In English 102 you will be expected to build on your critical thinking ability by becoming more adept at understanding the
relationship between the arguments and fallacies and what you infer were the intentions of the author or authors. Not only must
you employ sound reasoning and logic in your own work, — from the sentence level to that of an entire essay — but you must
also be able to identify the rhetorical tools employed in arguments comprised in the texts of others. Writing, though considered
mostly an art, must be evaluated along with all forms of text, with the same keen spirit and desire for exactitude as any science,
— even it is only its jouissance or subjective sense of pleasure being weighed. From art to advertisement, from civically-minded
essays to political ads and election campaigns, arguments abound in a variety of forms. The goal, therefore, is that every English
102 student will be able to not only understand that which is implied and expected to be inferred and by whom, but also be able
to evaluate, weigh, and analyze in written form using reason and logic.
In English 102, you will examine critically (and all that it involves) a variety of texts and do the following:




Annotate, paraphrase, summarize, and outline what is of importance in a text
Analyze/Evaluate a variety of texts
Construct your own arguments (in a credible, persuasive way using facts, statistics, and expert opinions)
Put your original ideas forth in written form according to formal writing rules and formats (MLA and APA)
As for the grading scale, given that the skill level of each student can vary drastically from that of the next, all students must read
and re-read, write, and re-write all assignments several times in order to reach the class goals:
All annotations, summaries, paraphrases, quizzes, presentations, etc. (portfolio) will account for 50 points.
First in-class, 5-paragraph opinion essay (in MLA format) will account for 50 points.
In-class participation, including peer-editing, will account for 100 points.
Analysis essay on Robert Frost’s “Design” (MLA) will account for 100 points.
The Chapter 2 of Freakonomics (in APA format) will account for 200 points.
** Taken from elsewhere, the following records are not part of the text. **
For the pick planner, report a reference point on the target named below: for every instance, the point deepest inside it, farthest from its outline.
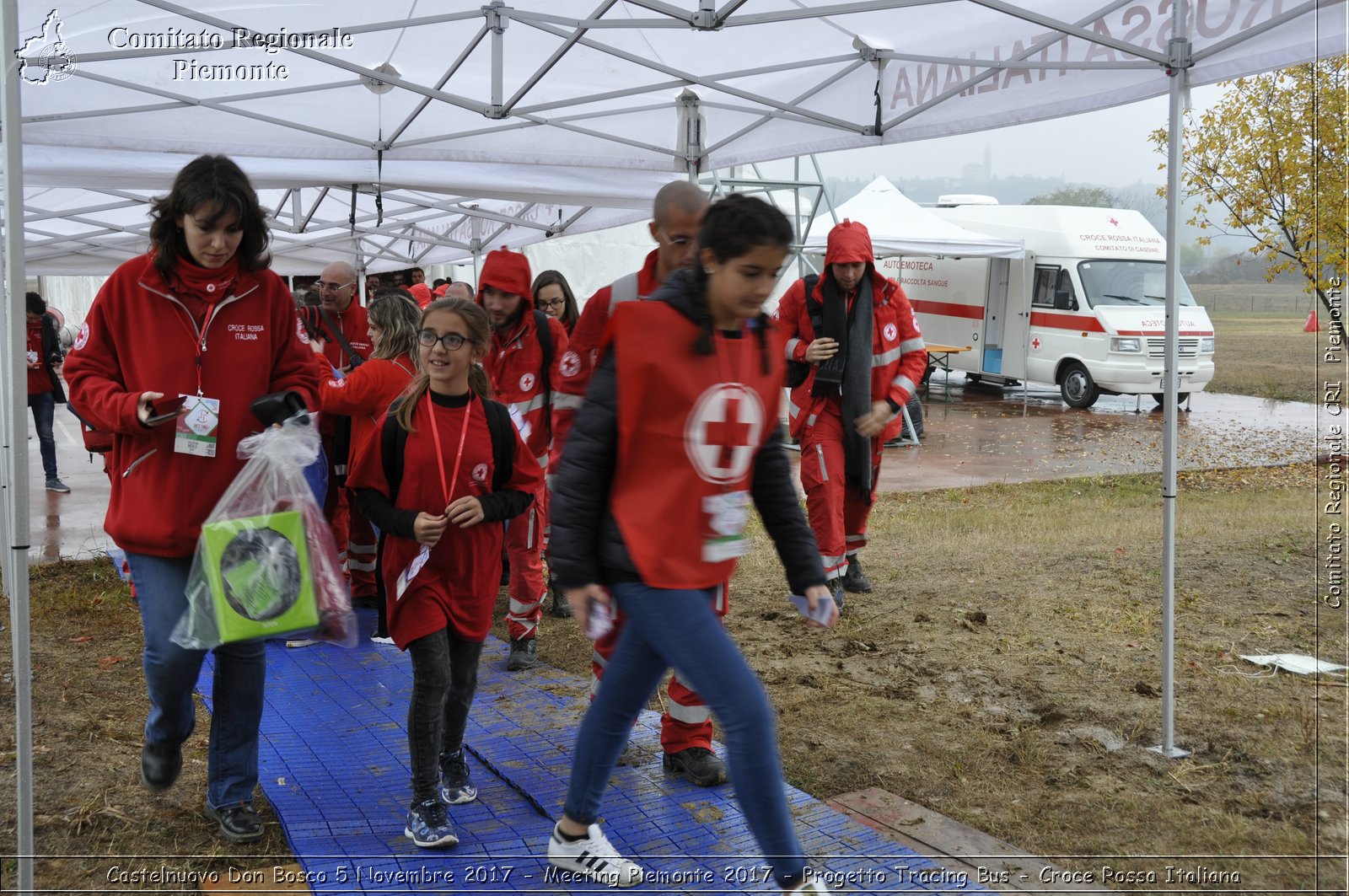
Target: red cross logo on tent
(722, 432)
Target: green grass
(1261, 352)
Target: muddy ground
(1005, 673)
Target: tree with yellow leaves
(1268, 162)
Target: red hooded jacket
(899, 357)
(578, 366)
(516, 361)
(142, 335)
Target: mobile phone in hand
(599, 620)
(823, 609)
(165, 409)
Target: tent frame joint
(1180, 56)
(706, 18)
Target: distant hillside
(1241, 267)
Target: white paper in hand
(406, 577)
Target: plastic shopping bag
(266, 564)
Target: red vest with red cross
(690, 428)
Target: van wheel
(1077, 386)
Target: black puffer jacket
(586, 545)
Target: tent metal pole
(1180, 73)
(13, 357)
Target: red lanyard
(440, 453)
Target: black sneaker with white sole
(698, 764)
(239, 824)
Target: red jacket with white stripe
(899, 357)
(141, 336)
(578, 366)
(514, 366)
(364, 394)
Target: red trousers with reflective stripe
(836, 517)
(525, 550)
(361, 554)
(688, 721)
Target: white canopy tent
(562, 101)
(899, 226)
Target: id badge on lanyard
(195, 432)
(728, 513)
(196, 429)
(406, 577)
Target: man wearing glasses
(678, 213)
(524, 370)
(354, 536)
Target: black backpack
(799, 370)
(395, 440)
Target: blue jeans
(44, 408)
(172, 671)
(680, 629)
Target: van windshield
(1126, 282)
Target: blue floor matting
(334, 764)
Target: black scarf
(849, 374)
The essay on Shakespeare’s Hamlet /“To be or not to be” analysis essay will account for 200 points.
The final essay on Jonathan Swift’s “A Modest Proposal” (MLA) will account for 300 points.
The total is 1,000 points. There will be no late assignments, no extra-credit, and no excuses beyond medical or other facilitymandated call-outs. As for behavior, act in a manner that is conducive to learning. Work hard and have an edifying experience.